Edmund Proffitt, chief executive of the BDIA, discusses the risks of buying counterfeit dental equipment and how to avoid it.
The internet is rife with counterfeit and sub-standard dental equipment. And, while we all love a bargain – it’s human nature – don’t risk your patients’ safety, or your registration, for a cheap deal.
Most of us buy online almost daily now, from the weekly grocery shop to major purchases like holidays and cars. There are, indeed, great deals to be had. But the internet has also opened the floodgates to a problem that is growing in all sectors, including dentistry: the sale of counterfeit, sub-standard and even stolen goods. These are often virtually impossible to differentiate from the genuine product and are at best illegal and at worst downright dangerous.
The most common cheap copies tend to be disposable items. But higher value products – such as handpieces, curing lights and even x-ray equipment, mostly made in China – are widely counterfeited. They are sold through sites such as Ali Baba, Amazon and Ebay and are finding their way into dental practices around the UK.
The fakes are growing in sophistication. They appear to have CE marks, bar codes, serial numbers and holographic labels – all counterfeit. Even the accompanying documentation is expertly forged to be indistinguishable to the untrained eye.
Durability and longevity
A growing number of products which turn out to be copies are being sent to dental equipment manufacturers with complaints about their performance or quality. Authentic items such as handpieces, which are especially widely counterfeited, are high-quality instruments developed by specialist manufacturers for professionals to use.
The named brands are continually investing in research and development to ensure that they bring you innovations in handpieces. This is so you can achieve the best treatment results safely – and this is reflected in the prices.
Cheaper, lower-quality copies can be bought online. But where quality is an issue, is it really worth staking a professional reputation for a price deal? The power and speed of a dental handpiece means it is critical that it is produced using high-quality materials and to a consistently high standard for durability and longevity: otherwise, you risk compromising the safety of your team and your patients.

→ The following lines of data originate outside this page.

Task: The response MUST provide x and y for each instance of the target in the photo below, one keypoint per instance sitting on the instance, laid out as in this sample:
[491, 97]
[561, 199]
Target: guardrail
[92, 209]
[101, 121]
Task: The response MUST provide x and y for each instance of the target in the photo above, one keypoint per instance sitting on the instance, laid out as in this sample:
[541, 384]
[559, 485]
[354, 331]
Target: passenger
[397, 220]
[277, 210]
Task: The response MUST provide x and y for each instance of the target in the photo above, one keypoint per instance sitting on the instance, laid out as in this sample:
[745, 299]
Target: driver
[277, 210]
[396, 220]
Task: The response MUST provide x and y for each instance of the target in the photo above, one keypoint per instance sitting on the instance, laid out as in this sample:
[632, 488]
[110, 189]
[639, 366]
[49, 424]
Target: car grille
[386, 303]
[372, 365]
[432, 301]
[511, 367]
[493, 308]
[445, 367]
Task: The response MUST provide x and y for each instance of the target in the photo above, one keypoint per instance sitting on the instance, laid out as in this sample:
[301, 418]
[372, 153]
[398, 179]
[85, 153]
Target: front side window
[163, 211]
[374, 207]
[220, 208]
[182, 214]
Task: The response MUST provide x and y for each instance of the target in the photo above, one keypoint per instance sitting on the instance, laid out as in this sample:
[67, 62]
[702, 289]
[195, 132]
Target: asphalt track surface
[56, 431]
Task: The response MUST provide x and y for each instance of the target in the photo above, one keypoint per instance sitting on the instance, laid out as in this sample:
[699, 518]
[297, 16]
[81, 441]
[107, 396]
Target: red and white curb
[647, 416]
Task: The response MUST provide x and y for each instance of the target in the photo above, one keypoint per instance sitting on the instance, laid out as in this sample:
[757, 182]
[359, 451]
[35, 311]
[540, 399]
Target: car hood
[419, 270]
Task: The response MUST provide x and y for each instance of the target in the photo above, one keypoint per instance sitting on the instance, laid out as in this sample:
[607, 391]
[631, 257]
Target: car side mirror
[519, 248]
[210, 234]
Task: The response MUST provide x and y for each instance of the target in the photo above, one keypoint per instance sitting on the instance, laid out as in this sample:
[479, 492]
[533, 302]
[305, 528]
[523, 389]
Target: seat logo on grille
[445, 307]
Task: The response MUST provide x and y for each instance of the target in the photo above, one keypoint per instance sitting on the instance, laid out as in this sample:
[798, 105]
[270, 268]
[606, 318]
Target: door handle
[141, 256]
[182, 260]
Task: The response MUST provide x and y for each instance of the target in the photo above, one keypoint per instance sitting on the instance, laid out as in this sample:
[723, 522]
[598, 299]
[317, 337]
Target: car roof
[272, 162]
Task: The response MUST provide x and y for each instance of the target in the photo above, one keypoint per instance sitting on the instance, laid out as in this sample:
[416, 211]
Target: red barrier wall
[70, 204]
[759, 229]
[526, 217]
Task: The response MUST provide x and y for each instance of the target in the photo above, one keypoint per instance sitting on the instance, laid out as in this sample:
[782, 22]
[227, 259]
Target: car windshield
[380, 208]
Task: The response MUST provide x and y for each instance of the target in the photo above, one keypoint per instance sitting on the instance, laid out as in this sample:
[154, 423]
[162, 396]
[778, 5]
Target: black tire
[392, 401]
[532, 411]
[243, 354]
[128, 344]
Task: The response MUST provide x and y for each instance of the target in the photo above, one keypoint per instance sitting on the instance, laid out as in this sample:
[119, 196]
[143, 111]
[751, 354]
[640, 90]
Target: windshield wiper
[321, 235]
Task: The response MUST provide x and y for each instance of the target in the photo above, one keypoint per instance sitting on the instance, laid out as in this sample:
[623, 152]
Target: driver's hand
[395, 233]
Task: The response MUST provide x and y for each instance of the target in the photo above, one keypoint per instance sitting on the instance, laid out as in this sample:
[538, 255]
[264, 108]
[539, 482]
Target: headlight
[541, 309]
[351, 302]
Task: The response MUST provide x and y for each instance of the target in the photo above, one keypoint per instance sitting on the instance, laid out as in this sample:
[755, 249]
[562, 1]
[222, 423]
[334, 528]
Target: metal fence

Managing director of handpiece manufacturer W&H Sonia Tracey said: ‘We use serial numbers and unique data matrix coding on each item so we can trace our products; dentists are knowingly using illegal, non-compliant products, risking both their patients’ safety and their own professional registration.’
Managing director of NSK United Kingdom Ltd Alex Breitenbach agrees. ‘Where you buy from, and the price that is charged, should be your first clue it may be a fake,’ he said.
‘Once the product is in your hand it’s already too late to wonder whether it’s not what it seems.’
The Medicines and Healthcare Products Regulatory Agency (MHRA) has seized many thousands of items since turning its attention to dental equipment. MHRA colleagues have seen some shocking examples of items that break down almost immediately. They are also liable to disintegrate in the patient’s mouth, as well as a batch of X-ray equipment that used cheap kitchen foil instead of lead to block radiation.
However, the counterfeiters are growing increasingly clever and sophisticated. MHRA colleagues tell us: ‘Recognising a fake just by looking at it is very hard. The time to suspect that an item is counterfeit or substandard is before you even purchase it. Check the chain of supply and look at where the product has come from.
‘Websites can look very convincing, but major manufacturers do not sell their products on Ebay. Caveat emptor is entirely applicable here.’
The General Dental Council reinforces this advice. It urges all registrants to ‘carry out appropriate checks to ensure the products they are purchasing, or commissioning are legitimate’.
Get to know your suppliers
The problem of counterfeiting has become so rife that the British Dental Industry Association (BDIA) launched its Counterfeit and Sub-standard Instruments and Devices Initiative (CSIDI) several years ago to fight it, to protect its members, the profession and the general public. There is more information on the BDIA website, and an easy way to report anything suspicious is through this link.
The key is to get to know your suppliers. BDIA members adhere to a strict code of practice. This gives dentists the confidence that the products they buy are of guaranteed quality and provenance.
The bottom line is to buy from reputable suppliers and know where your product is coming from. It is not worth risking your patients’ or staff’s safety – or your professional registration. Remember the adage: if the price is too good to be true – it probably is.